How would you do that? Possibly: write a for loop looking for factors

First play with the "remainder" function in python.

In [102]:
print 3%12
print 12%3
print 15%4
print 4%15
3
0
3
4

Next, use that to look for factors less than n and larger than 1. This is a stupid algorithm but it works.

In [103]:
def find_a_factor(n):
    for i in range(2, n):
        if n%i == 0:
            return n, i
    return n, "Prime!"
print find_a_factor(100)
print find_a_factor(101)
(100, 2)
(101, 'Prime!')

How efficient is find_a_factor? Convince yourself it is maximally inefficient for primes, and try a few primes of increasing size.

In [104]:
find_a_factor(859093)
Out[104]:
(859093, 'Prime!')
In [105]:
find_a_factor(2814841)
Out[105]:
(2814841, 'Prime!')
In [106]:
find_a_factor(15485863)
Out[106]:
(15485863, 'Prime!')

We can estimate that it would take a seriously long time to find a factor in N. And yes, there are better ways to do it, but they are still incredibly slow. And the real RSA uses 100-digit prime numbers.
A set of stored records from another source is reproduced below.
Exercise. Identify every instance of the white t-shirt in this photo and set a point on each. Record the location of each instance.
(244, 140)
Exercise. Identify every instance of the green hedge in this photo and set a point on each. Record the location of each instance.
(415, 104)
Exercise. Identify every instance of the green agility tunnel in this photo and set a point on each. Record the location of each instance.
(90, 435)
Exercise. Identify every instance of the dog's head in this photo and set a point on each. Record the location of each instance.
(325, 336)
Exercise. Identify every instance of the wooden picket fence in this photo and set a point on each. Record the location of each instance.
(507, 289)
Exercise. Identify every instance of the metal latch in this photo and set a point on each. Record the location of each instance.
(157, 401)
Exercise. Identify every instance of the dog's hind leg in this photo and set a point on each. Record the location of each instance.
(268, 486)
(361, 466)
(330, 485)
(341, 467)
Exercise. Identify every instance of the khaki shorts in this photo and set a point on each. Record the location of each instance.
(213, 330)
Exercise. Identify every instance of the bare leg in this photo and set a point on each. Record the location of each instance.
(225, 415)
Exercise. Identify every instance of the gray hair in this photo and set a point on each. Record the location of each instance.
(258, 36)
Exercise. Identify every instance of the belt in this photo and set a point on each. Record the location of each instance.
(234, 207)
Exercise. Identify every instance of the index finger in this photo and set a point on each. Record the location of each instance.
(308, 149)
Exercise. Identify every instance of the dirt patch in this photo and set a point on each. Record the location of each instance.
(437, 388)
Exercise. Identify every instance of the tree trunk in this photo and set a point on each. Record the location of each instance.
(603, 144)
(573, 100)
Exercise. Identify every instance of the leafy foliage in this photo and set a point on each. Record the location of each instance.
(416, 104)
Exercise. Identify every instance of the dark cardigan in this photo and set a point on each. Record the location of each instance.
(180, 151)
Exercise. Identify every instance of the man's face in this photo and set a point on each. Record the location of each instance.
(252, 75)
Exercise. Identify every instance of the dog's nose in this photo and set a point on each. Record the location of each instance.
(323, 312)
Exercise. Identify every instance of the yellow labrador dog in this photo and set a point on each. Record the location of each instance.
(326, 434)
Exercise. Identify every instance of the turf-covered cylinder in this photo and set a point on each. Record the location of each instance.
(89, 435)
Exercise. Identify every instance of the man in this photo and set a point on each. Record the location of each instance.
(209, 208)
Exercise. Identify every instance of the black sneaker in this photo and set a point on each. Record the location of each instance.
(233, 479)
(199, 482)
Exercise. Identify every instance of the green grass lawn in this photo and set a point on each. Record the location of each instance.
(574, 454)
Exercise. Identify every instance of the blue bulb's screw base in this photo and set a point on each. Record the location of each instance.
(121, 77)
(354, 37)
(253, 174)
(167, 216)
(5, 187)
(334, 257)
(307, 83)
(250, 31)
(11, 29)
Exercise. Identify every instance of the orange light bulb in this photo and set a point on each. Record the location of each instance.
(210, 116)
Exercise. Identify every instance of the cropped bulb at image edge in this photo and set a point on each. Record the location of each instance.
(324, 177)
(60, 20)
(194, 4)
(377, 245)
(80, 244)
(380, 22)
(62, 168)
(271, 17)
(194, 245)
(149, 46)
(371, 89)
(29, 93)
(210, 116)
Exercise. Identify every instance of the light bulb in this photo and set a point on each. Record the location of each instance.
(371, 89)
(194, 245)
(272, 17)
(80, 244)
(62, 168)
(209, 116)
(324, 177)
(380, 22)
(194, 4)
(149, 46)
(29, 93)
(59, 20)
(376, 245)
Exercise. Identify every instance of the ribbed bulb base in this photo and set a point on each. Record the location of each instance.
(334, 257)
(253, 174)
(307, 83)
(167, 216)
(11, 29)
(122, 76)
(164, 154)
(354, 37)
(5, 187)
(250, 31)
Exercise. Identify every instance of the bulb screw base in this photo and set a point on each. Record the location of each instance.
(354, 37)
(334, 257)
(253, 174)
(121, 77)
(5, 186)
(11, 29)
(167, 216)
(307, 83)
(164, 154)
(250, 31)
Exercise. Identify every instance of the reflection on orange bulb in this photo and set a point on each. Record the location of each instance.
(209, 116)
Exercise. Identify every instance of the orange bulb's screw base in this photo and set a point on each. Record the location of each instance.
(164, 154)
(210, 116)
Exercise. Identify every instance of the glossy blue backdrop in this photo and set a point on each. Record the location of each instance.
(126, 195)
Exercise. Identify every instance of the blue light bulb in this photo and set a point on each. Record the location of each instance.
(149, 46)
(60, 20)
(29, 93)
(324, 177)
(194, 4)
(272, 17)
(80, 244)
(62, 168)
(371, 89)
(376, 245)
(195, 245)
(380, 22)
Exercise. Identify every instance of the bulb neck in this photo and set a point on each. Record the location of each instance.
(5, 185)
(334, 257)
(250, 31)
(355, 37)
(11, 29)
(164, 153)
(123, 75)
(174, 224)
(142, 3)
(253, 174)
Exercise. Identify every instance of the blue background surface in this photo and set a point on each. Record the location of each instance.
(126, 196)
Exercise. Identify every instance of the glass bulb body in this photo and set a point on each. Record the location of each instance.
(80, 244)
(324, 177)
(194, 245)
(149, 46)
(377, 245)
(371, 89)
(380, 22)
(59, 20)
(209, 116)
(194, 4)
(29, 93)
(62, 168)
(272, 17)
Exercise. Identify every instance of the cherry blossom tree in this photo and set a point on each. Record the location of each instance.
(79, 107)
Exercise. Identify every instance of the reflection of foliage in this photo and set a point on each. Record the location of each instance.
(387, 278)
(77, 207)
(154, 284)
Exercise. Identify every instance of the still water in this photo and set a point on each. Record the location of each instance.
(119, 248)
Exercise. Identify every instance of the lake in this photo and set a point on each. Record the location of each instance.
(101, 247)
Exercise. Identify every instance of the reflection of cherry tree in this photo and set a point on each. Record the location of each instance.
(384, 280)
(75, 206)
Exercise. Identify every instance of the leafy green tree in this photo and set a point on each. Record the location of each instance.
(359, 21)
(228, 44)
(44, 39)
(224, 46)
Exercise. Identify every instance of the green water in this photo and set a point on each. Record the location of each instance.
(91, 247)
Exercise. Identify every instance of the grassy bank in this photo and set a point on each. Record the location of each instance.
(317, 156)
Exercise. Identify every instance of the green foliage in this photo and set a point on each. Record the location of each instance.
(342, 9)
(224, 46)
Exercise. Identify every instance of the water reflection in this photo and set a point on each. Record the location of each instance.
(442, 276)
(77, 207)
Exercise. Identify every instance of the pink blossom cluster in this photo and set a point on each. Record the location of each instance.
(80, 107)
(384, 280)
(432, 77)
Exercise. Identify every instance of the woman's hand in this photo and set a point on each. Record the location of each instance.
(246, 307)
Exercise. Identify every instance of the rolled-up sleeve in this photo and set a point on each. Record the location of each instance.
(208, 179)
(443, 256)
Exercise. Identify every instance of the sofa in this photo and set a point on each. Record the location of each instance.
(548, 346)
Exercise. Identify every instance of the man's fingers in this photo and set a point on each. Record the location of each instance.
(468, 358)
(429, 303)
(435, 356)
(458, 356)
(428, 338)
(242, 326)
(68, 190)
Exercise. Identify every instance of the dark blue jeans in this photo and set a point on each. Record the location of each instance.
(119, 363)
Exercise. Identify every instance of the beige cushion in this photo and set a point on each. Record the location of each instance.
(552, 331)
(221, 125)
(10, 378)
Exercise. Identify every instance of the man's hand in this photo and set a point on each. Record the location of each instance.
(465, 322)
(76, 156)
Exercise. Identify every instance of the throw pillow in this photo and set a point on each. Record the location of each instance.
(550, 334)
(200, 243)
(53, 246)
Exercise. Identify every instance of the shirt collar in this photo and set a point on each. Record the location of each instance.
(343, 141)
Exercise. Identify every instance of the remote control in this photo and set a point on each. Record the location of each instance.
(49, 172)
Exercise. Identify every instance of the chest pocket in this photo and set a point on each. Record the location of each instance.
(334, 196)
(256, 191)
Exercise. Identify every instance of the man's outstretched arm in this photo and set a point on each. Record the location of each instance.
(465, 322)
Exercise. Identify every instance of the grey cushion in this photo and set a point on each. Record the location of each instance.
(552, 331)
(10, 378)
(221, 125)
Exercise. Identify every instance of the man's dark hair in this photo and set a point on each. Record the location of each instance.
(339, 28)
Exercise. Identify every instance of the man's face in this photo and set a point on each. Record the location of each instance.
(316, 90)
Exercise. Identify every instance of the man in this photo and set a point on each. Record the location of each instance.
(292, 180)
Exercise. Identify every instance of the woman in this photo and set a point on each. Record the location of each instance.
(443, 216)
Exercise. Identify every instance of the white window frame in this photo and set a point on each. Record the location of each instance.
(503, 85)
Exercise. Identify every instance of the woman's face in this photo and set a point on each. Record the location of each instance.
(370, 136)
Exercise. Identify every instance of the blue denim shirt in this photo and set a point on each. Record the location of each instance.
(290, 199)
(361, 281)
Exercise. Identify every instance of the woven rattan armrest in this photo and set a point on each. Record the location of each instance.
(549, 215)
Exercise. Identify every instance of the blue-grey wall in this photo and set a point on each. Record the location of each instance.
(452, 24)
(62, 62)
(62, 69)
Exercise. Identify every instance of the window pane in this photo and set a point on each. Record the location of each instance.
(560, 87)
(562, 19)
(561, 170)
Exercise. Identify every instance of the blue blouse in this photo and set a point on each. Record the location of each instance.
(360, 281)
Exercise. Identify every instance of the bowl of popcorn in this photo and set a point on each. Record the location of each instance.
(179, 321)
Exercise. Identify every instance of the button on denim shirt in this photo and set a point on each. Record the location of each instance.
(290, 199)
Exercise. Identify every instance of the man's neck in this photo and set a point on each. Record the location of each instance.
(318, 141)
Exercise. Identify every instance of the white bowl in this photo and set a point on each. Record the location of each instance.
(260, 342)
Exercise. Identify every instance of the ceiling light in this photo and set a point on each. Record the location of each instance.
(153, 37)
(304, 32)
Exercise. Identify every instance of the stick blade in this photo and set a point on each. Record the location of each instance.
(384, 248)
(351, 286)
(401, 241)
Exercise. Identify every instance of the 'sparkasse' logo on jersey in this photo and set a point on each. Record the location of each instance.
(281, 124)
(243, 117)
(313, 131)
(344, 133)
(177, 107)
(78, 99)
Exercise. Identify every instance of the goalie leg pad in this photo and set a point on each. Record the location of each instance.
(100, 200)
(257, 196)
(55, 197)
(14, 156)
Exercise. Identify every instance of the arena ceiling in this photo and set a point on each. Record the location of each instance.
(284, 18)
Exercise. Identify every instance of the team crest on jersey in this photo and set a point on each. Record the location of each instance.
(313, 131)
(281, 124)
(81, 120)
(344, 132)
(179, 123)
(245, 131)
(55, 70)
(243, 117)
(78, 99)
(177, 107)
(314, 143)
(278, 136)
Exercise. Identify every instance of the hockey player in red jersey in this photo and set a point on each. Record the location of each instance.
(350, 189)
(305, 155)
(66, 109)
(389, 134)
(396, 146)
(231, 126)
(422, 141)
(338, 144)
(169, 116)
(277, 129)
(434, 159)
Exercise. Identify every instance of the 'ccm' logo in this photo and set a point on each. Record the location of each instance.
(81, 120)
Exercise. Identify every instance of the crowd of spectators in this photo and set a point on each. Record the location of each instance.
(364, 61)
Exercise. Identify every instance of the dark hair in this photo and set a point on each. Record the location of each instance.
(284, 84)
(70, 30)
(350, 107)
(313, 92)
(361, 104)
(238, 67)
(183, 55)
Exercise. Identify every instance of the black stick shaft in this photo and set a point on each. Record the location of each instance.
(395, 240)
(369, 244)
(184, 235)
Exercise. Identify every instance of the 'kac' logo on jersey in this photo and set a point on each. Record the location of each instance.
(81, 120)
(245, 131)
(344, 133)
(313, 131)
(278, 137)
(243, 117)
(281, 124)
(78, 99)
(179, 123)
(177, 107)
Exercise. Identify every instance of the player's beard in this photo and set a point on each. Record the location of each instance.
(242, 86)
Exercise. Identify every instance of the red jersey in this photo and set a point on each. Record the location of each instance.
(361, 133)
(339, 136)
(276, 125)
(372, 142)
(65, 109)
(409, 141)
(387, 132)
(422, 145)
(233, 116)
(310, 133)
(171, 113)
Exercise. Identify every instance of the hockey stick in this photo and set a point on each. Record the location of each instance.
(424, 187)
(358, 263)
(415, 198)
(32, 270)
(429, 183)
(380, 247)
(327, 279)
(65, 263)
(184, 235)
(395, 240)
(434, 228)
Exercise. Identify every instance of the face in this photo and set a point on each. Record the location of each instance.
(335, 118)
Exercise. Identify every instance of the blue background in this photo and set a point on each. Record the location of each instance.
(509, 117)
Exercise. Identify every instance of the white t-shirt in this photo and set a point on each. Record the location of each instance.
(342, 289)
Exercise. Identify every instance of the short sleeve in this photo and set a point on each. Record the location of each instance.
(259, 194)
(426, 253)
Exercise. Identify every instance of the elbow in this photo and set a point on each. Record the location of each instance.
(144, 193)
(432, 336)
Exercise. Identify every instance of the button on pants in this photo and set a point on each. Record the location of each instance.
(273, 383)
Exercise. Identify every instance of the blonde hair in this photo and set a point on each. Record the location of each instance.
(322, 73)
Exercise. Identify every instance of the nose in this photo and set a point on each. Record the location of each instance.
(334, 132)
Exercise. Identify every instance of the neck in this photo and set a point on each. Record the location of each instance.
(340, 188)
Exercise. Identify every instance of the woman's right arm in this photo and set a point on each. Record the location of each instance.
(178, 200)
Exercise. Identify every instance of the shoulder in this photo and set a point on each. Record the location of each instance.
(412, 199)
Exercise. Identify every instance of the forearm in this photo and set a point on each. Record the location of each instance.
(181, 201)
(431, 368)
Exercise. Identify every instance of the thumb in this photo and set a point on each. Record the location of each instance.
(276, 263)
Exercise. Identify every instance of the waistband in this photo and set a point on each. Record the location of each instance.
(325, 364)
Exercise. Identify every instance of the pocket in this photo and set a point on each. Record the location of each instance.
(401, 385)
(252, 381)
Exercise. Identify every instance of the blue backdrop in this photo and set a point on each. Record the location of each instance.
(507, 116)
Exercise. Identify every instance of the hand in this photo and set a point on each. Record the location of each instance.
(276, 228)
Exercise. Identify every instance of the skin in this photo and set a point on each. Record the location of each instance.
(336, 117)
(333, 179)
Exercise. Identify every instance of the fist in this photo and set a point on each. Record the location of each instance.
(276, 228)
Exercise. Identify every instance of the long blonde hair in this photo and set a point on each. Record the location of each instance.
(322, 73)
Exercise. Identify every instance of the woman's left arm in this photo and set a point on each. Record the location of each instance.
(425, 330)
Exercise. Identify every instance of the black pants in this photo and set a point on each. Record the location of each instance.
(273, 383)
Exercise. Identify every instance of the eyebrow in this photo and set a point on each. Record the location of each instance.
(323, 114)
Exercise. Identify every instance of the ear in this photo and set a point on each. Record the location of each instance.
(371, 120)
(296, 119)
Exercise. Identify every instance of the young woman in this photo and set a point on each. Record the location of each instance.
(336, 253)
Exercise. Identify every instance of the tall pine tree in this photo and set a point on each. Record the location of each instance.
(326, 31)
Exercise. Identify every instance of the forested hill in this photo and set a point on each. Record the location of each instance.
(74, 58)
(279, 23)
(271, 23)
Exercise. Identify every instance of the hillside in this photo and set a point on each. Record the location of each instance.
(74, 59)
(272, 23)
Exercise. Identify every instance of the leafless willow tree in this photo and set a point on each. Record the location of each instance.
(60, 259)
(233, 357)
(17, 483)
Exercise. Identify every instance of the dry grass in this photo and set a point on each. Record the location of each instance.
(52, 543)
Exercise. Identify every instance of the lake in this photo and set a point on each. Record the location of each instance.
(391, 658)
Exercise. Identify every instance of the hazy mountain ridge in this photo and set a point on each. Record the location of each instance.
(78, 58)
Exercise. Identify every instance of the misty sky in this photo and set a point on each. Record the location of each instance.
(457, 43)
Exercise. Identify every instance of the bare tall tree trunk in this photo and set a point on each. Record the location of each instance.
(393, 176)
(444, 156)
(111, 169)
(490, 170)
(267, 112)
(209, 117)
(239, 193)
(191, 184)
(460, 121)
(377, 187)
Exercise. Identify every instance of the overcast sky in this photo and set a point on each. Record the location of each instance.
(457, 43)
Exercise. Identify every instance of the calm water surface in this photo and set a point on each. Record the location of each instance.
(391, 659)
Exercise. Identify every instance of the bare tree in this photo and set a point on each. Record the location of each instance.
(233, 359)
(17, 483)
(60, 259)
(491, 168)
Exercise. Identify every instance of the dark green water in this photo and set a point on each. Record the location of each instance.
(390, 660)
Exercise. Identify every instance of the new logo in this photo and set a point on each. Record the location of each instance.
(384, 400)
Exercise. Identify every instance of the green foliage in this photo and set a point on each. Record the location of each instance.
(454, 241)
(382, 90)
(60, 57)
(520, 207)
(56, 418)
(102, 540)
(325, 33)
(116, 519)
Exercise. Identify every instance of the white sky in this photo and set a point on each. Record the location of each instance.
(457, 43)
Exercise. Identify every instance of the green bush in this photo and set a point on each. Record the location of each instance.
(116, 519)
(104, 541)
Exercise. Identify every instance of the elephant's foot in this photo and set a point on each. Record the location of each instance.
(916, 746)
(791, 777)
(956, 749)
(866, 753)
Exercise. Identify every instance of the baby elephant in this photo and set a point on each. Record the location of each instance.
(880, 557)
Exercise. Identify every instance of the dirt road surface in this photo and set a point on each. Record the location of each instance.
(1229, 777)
So what we have is something that's easy to do but very difficult to undo.

How do we use this to our advantage?

To explain this we need to explain a little bit about arithmetic mod N.

  1. Forms a group under addition
  2. Forms a group under multiplication if you remove stuff coprime to N.
  3. By definition you have Φ(N) elements in that group.
  4. But you secretly know that Φ(N)=(prime1 - 1) ∗ (prime2 - 1)
  5. Every element in the multiplicative group has the property that if you take it to the power Φ(N), you get 1 modulo N.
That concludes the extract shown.